Ele foi visado porque nos mostrou que, em 2009, Hillary Clinton ordenou aos diplomatas estadunidenses que espionassem o Secretário-Geral da ON, Ban Ki Moon, e outros representantes da China, França, Rússia e o Reino Unido na ONU – uma espionagem que inclui a obtenção do DNA (código genético), varredura da íris dos olhos, impressões digitais e senhas pessoais - como parte de um padrão de longa data de vigilância ilegal dos EUA que incluiu a escuta telefônica do Secretário Geral da ONU, Kofi Annan, nas semanas precedentes à invasão do Iraque liderada pelos EUA em 2003.

Ele é visado porque expôs que Barak Obama, Hillary Clinton e a CIA orquestraram o golpe militar em Honduras em 2009 que derrubou o presidente democraticamente eleito Manuel Zelaya, substituindo-o por um regime militar assassino e corrupto.

Ele é visado porque publicou documentos que revelaram que os EUA lançaram secretamente ataques de mísseis, bombas e drones no Iêmen, matando dezenas de pessoas.

Ele é visado porque tornou público os US$ 657 mil pagos à Hillary Clinton pela Goldman Sachs para dar palestras e a sua garantia privada aos líderes corporativos de que ela defenderia as suas demandas, ao mesmo tempo em que prometia ao público a regulação e reforma financeira.

Ele é visado porque revelou a campanha interna para desacreditar e destruir o líder do Partido Trabalhista (Labour) Britânico Jeremy Corbin, feita por membros do seu próprio partido.

Ele é culpado somente por estas verdades.
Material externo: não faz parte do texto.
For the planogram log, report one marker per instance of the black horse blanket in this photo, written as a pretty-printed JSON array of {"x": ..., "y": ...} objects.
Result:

O governo Biden está determinado a extraditar Julian e acusá-lo de 17 crimes previstos no Ato de Espionagem (Espionage Act) dos EUA e um crime de hacking de um computador governamental – o que pode levá-lo à prisão por 175 anos.

Eu presenciei alguns dos procedimentos nos tribunais de Londres. Foi uma farsa judicial – especialmente porque a empresa espanhola de segurança UC Global e a Embaixada do Equador, onde Julian tomou refúgio durante sete anos, gravou todas as conversas de Julian com os seus advogados e as entregou à CIA. Este fato sozinho deveria invalidar o julgamento. Porém, também há o fato indiscutível de que Julian jamais cometeu um crime.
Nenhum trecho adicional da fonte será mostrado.